When only considering the MLE approach, this unidentifiability is not obvious from the outputs. An estimate is produced regardless, with no indication of how good it might be. However, we might look again at the posterior distribution of the arrival rate for the uncertain, Bayesian approach. This distribution is typically more spread out than the prior, in the sense of being less peaked. The interpretation of that would be that the data, in combination with the prior, has made us less certain than we were at the start. This is a good thing to know! It is an important indicator that our data is insufficient for identifying the model. 

## Priors and subjectivity in Bayesian analysis

Another important distinction between a Bayesian approach and the MLE approach is the use of *priors*: the quantification of uncertainty upfront, before incorporating any data. This is a subjective judgement call. Used well, this is a strength of the Bayesian approach; used badly, there is the potential to cause significant damage. A key problem is overconfidence. Nothing stops us overasserting ourselves at the start of the analysis, and the Bayesian approach does not immediately identify overconfidence. If we push all of the sliders representing uncertainty to the left, we are saying that we are very confident about the parameter values&mdash;even though we are wrong. This confidence tends to override the contradictory information provided by the small amount of data used in this toy example.
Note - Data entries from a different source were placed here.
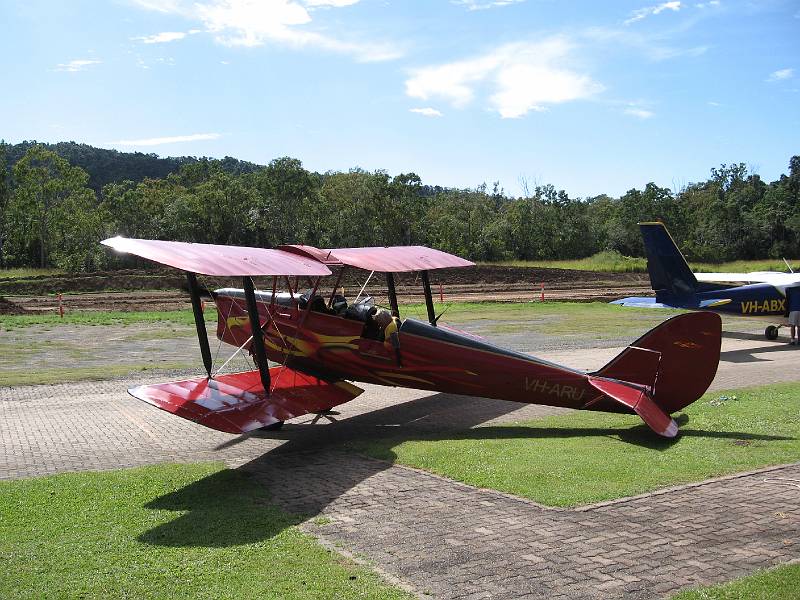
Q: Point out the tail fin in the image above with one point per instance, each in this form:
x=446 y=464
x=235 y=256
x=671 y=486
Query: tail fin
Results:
x=665 y=370
x=669 y=272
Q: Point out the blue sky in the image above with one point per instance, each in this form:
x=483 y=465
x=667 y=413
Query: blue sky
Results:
x=593 y=97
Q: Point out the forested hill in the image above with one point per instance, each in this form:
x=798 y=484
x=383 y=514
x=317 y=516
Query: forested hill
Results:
x=109 y=166
x=53 y=214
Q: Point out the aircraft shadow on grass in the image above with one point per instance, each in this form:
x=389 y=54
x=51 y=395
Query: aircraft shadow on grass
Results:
x=310 y=470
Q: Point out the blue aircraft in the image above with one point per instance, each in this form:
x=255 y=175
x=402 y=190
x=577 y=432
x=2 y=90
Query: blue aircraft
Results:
x=763 y=294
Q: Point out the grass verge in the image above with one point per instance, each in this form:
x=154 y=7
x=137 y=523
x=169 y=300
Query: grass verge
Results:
x=163 y=532
x=779 y=583
x=46 y=376
x=583 y=457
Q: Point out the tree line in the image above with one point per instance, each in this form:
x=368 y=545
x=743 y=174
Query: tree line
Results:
x=52 y=215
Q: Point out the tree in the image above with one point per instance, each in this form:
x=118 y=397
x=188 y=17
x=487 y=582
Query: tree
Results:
x=55 y=214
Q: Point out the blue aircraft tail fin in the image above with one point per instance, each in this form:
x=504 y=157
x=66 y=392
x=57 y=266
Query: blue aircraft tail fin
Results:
x=670 y=274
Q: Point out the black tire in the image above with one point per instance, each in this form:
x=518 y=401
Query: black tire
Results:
x=272 y=427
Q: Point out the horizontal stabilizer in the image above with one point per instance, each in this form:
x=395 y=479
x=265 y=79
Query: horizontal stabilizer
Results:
x=689 y=303
x=237 y=403
x=216 y=260
x=637 y=399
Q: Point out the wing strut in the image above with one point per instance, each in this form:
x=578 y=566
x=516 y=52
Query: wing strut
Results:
x=199 y=321
x=426 y=287
x=258 y=333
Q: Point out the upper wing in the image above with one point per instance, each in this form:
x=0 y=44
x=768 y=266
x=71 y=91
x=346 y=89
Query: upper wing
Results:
x=237 y=403
x=215 y=260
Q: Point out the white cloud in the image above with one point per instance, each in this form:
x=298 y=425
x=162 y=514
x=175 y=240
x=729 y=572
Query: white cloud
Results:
x=647 y=11
x=175 y=139
x=160 y=38
x=523 y=76
x=781 y=75
x=426 y=112
x=639 y=113
x=255 y=22
x=74 y=66
x=333 y=3
x=478 y=5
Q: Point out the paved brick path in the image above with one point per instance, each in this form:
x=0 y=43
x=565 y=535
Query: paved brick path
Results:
x=441 y=537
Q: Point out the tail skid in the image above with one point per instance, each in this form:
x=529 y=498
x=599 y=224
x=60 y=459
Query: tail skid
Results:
x=665 y=370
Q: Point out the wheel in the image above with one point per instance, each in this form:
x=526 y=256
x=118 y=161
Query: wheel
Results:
x=272 y=427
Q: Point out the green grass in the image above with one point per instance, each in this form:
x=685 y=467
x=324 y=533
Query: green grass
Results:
x=180 y=317
x=27 y=273
x=51 y=375
x=780 y=583
x=187 y=531
x=614 y=262
x=585 y=457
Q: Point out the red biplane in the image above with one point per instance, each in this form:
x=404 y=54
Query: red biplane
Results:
x=321 y=341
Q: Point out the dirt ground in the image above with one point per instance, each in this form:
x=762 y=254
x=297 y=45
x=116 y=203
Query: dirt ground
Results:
x=157 y=290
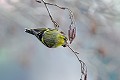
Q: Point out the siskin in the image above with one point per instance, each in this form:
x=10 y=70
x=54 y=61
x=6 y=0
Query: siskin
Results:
x=51 y=38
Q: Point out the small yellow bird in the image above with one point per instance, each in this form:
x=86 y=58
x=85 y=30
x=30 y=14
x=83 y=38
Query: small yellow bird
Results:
x=51 y=38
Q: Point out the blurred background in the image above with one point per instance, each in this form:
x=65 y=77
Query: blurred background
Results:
x=24 y=57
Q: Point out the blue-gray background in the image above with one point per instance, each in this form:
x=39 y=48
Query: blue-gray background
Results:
x=23 y=57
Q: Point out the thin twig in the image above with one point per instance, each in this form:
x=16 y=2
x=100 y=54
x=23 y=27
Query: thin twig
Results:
x=83 y=65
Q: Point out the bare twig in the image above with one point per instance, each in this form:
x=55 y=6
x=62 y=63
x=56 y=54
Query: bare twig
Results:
x=83 y=65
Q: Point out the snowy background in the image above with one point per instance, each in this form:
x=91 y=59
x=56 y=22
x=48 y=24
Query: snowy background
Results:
x=24 y=57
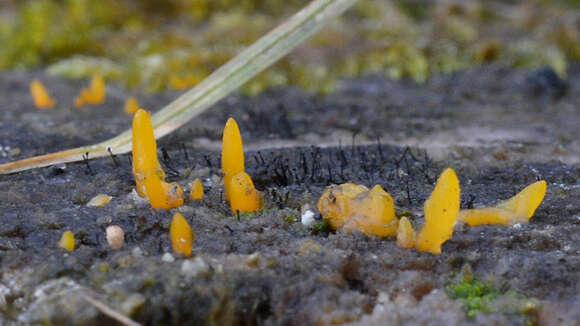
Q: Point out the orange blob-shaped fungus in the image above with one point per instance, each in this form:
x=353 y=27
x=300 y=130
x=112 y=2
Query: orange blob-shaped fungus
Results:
x=67 y=241
x=131 y=105
x=181 y=235
x=232 y=153
x=440 y=213
x=518 y=209
x=243 y=196
x=149 y=176
x=42 y=99
x=196 y=192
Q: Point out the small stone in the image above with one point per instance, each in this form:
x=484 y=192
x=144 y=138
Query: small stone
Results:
x=253 y=260
x=194 y=268
x=168 y=258
x=115 y=236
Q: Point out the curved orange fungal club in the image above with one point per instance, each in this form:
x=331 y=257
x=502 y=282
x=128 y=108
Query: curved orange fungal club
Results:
x=67 y=241
x=405 y=233
x=149 y=176
x=232 y=153
x=182 y=235
x=94 y=94
x=243 y=196
x=441 y=211
x=518 y=209
x=131 y=105
x=42 y=99
x=196 y=192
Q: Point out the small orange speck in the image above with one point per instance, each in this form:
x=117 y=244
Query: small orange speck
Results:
x=131 y=105
x=67 y=241
x=196 y=192
x=181 y=235
x=243 y=196
x=42 y=99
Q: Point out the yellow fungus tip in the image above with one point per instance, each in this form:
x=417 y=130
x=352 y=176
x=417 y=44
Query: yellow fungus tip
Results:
x=131 y=105
x=67 y=241
x=243 y=196
x=182 y=235
x=42 y=99
x=196 y=192
x=518 y=209
x=232 y=153
x=355 y=207
x=149 y=176
x=441 y=211
x=405 y=233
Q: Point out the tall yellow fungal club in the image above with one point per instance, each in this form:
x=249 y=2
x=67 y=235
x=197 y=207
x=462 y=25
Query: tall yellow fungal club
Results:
x=518 y=209
x=42 y=99
x=243 y=196
x=232 y=153
x=181 y=235
x=441 y=211
x=405 y=233
x=67 y=241
x=355 y=207
x=196 y=192
x=131 y=105
x=94 y=94
x=149 y=176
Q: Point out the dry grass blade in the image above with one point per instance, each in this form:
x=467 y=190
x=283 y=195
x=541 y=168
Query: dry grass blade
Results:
x=219 y=84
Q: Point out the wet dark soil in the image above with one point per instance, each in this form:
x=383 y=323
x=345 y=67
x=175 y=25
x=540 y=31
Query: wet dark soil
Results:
x=500 y=129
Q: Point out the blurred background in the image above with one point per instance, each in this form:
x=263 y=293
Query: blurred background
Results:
x=153 y=45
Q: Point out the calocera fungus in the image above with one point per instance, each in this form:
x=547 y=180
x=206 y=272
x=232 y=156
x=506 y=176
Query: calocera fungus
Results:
x=94 y=94
x=67 y=241
x=518 y=209
x=196 y=192
x=42 y=99
x=441 y=211
x=149 y=176
x=131 y=105
x=181 y=235
x=405 y=233
x=352 y=206
x=243 y=196
x=232 y=153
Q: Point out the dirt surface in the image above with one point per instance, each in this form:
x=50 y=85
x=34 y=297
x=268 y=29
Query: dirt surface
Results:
x=500 y=129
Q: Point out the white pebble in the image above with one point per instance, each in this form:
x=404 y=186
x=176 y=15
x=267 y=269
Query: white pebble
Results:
x=308 y=218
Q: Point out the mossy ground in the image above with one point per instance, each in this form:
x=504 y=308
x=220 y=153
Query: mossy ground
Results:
x=154 y=45
x=500 y=129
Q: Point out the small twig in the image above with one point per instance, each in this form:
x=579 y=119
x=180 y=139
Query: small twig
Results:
x=110 y=312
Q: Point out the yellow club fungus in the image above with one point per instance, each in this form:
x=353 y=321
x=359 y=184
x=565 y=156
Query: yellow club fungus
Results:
x=441 y=211
x=243 y=196
x=149 y=176
x=131 y=105
x=518 y=209
x=352 y=206
x=42 y=99
x=181 y=235
x=196 y=192
x=95 y=94
x=232 y=153
x=405 y=233
x=67 y=241
x=99 y=200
The design of priors is extremely important to powerful uncertainty quantification methods. Well-designed, open-minded but accurate priors can overcome the parameter unidentifiability problem by incorporating expertise and tacit knowledge where data is lacking. However, when designed badly, they can lead to severely suboptimal, overconfident recommendations. Prior design is one aspect of Bayesian analysis where close collaboration between data scientists and domain experts is absolutely vital.

## The super-deluxe toy model

There is some passivity in going from our first figure, where the parameters were set, to the subsequent discussion of learning 'true' parameters. The real world is somewhere in-between. We might well have some real parameters, but other decisions we take can affect these. External marketing, website copy, an improved product (a *super*-deluxe mud kitchen!) can all affect these parameters. However, measuring these effects can only be done in the context of quantified uncertainty. Different customer types (parents vs grandparents, for example) may well have quite different arrival rates at our website, reference prices and price sensitivities, but to what extent? What data do we need for these to be identifiable? Are they different enough that we can detect them in the context of uncertainty? And of course time plays an important role. How does the market for a fun outdoor toy change near Christmas? Uncertainty pervades all of these questions.